When I bought the Cabby it would barely start, or rather took 5-10 attempts to start it. But it would eventually run poorly until it warmed up a bit. Once warm it runs great, has lots of pep, and is a ton of fun.

I first checked the in tank fuel pump and found it wasn't working. So I replaced that, and also sucked out as much rust and sediment as I could out of the tank. I had to zip-tie the screen to keep it on upon reassembly but it seems to be working great now, and easily passes the flow test.

But it still starts hard and requires multiple attempts. It will start and run for 2-4 seconds then die. I assume as the cold start injector bleeds off it's running too lean and dying. I disconnected the cold start injector and it won't start at all.

So I picked up a CIS fuel gauge set and I have been attempting to test the pressures, and here's where I'm stuck.

I have great system pressure, I measure 72 PSI at the top of the fuel distributor.

But when I measured the cold control pressure the first time it was exactly the same.

I remove and cleaned out the WUR, and found the screens to be totally blocked. I cleaned them out, and at the moment I'm just running without them. I can blow air easily through the WUR with the fuel hoses disconnected, but it doesn't taste good.

The control pressure dropped slightly, but was still over 60 PSI.

So I replaced the o-ring inside the WUR. This helped a bit more, now I'm down in the 50s. But the Bentley says it should be closer to 20 PSI, and it still starts then stalls immediately.

I have tried measuring the cold control pressure with the WUR disassembled, so there is no pressure on the P-spot or center of the diaphragm. According to this site - http://www.benzworld.org/forums/w126-s-se-sec-sel-sd/1372083-warm-up-regulator-wur-calibration.html - the control pressure should be only 0.5 bar or about 7 PSI with no pressure on the diaphragm. But I'm still getting almost 60 PSI.

I also just tried removing the main pressure regulator from the side of the fuel distributor. The o-rings are still soft and I didn't see any dirt or anything that suggests it's not working right.

Any ideas on what else could be causing the control pressure to stay high? I'm planning on trying to crack various hoses to see if pressure drops, but that's a messy procedure and my garage is already covered in gasoline!

I should also mention that I have checked the injectors and O-rings and they have good patterns, and the o-rings are still pliable. I have new ones I plan to install anyway, but it runs fine once running. Good idle, excellent acceleration. It's just the cold running pressures that have me stumped.

I also pulled the return hose to the tank and I can blow into it and hear air bubbles in the tank. Again this doesn't taste great... but in the name of science!

What should I try next? Clean out the fuel distributor? Maybe the center plunger is stuck?

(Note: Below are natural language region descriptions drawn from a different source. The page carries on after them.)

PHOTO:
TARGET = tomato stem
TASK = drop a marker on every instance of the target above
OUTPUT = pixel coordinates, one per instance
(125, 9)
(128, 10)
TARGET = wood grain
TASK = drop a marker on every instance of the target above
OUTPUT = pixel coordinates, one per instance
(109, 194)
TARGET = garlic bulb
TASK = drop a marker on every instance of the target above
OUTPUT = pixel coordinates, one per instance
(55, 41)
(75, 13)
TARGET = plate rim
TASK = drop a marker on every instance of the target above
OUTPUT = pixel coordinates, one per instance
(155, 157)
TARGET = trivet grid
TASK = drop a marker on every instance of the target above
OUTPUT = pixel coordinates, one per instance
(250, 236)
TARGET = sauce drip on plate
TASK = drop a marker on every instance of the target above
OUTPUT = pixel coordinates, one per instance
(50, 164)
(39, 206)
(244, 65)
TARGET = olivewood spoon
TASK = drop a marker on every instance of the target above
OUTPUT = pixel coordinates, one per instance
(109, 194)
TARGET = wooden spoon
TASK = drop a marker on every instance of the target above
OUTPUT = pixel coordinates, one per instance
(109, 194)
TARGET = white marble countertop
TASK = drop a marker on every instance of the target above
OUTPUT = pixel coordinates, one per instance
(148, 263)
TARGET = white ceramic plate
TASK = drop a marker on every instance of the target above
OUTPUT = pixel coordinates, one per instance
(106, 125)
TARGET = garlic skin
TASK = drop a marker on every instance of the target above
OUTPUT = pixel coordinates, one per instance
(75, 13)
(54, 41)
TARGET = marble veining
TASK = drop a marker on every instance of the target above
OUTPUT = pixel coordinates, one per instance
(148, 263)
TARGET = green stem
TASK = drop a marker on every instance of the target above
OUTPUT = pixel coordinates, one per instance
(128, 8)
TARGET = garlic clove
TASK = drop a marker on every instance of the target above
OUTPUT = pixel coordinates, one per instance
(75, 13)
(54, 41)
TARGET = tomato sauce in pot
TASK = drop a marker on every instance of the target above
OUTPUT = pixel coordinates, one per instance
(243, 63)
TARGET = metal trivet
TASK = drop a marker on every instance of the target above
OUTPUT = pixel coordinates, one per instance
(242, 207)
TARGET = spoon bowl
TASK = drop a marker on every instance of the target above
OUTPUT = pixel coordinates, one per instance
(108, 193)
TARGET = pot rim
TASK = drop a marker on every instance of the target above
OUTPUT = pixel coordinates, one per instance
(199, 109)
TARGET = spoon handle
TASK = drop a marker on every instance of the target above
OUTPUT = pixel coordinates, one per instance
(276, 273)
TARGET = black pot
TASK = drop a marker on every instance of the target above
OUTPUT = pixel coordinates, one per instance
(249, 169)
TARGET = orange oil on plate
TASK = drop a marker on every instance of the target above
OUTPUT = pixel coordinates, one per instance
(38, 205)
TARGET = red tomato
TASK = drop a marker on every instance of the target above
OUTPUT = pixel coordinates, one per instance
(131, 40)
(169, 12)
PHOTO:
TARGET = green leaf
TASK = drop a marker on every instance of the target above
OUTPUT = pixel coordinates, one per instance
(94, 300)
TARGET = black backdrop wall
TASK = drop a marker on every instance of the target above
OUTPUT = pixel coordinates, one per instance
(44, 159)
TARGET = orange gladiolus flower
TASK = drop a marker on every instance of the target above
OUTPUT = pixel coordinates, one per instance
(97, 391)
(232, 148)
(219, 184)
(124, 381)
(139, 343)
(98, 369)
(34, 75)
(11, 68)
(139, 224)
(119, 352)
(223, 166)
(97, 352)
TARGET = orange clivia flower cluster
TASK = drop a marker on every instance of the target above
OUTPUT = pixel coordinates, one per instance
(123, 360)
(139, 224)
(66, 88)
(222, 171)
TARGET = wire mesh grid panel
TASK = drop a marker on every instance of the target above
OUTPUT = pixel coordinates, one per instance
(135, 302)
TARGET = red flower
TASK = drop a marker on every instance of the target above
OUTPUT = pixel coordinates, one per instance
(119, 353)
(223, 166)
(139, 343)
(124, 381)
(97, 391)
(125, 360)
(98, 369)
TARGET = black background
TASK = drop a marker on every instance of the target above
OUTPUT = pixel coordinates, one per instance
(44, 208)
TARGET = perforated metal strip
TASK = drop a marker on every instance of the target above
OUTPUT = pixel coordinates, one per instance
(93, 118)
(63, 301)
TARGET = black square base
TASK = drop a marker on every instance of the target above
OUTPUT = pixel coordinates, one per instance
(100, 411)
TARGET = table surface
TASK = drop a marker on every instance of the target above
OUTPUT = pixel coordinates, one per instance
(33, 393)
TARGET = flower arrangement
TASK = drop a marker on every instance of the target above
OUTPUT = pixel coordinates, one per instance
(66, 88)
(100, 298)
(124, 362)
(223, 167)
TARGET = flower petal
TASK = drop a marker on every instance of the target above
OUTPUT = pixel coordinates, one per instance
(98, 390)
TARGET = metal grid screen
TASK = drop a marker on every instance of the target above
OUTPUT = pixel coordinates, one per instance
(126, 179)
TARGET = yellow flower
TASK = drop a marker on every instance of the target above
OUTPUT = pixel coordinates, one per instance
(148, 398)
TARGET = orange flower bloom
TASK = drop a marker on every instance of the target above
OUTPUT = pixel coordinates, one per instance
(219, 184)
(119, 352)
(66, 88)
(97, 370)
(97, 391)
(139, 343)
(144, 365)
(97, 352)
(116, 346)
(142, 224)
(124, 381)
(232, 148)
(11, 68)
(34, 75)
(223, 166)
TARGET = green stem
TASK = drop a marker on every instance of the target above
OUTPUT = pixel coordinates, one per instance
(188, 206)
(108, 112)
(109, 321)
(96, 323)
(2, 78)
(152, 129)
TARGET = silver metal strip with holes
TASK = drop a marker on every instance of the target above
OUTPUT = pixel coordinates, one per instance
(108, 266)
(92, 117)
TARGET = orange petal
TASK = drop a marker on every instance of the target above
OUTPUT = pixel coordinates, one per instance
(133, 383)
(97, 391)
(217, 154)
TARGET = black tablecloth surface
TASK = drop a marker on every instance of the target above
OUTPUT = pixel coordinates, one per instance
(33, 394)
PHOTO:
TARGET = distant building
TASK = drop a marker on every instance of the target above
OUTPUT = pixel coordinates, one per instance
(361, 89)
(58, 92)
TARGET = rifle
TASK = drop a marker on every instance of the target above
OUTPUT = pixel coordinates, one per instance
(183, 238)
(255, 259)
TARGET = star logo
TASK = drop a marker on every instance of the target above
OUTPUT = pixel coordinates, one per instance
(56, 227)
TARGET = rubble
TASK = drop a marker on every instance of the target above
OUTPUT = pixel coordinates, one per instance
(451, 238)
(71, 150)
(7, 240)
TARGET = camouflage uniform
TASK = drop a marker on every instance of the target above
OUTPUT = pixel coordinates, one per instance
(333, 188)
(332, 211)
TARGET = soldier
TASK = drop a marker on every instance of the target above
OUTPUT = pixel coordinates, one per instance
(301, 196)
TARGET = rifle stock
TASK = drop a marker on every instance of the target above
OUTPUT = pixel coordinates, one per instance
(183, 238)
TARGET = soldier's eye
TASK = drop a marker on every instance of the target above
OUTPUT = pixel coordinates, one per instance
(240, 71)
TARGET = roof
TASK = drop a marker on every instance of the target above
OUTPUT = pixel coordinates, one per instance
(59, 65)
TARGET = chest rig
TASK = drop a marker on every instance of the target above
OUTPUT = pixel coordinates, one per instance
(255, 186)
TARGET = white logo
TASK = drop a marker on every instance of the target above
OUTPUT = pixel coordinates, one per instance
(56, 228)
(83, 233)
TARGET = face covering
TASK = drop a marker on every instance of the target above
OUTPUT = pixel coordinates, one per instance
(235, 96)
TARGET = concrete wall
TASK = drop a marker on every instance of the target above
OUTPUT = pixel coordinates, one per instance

Bad main pressure regulator?

I'm trying to approach this as methodically as possible, but I'm new to CIS and a bit stumped.

Thanks!
Ian 
Portland, OR
1985 VW Cabriolet Wolfsburg

PS - I have played with mechanical fuel injection for years on Alfa Romeos, but it's a COMPLETELY different approach and system. It has been fun to learn a different way to skin this cat.


----------



## WethVento2.0 (Dec 29, 2016)

not sure what to suggest but one thing jumped out at me.

Pretty elementary but still ... 

Is your fuel pressure gage hooked up between the middle line on the fuel dizzy and the line that goes to WUR?? 

if not, then it should be. 

I hope this helps.


----------



## [email protected] (Aug 9, 2016)

I had a very similar issue with my '84 Gti. Just like you, I couldn't seem to get my control pressure down to 20 psi even after removing and cleaning the WUR twice. Finally after removing and disassembling the WUR for the third time, I had success. I ended up separating the two halves of the WUR and putting the top half into a bench vice to hold it in place. Then I tapped the threaded end of the adjustment pin with a hammer until the pin was protruding about an 1/8th of an inch above the surface of the WUR body (see step 4 of this: http://forums.vwvortex.com/showthread.php?4587975-Warm-up-regulator-(WUR)-Calibration

I had to hit the pin really hard repeatedly to get it to move. I then reassembled the WUR and reattached the two fuel lines. My cold control pressure dropped to below 5 psi and the engine started and ran. I tapped the pin deeper into the WUR to adjust the pressure to 25 psi and the engine runs pretty good now. In my case it was all about the position of the PIN in the WUR. Good luck!


----------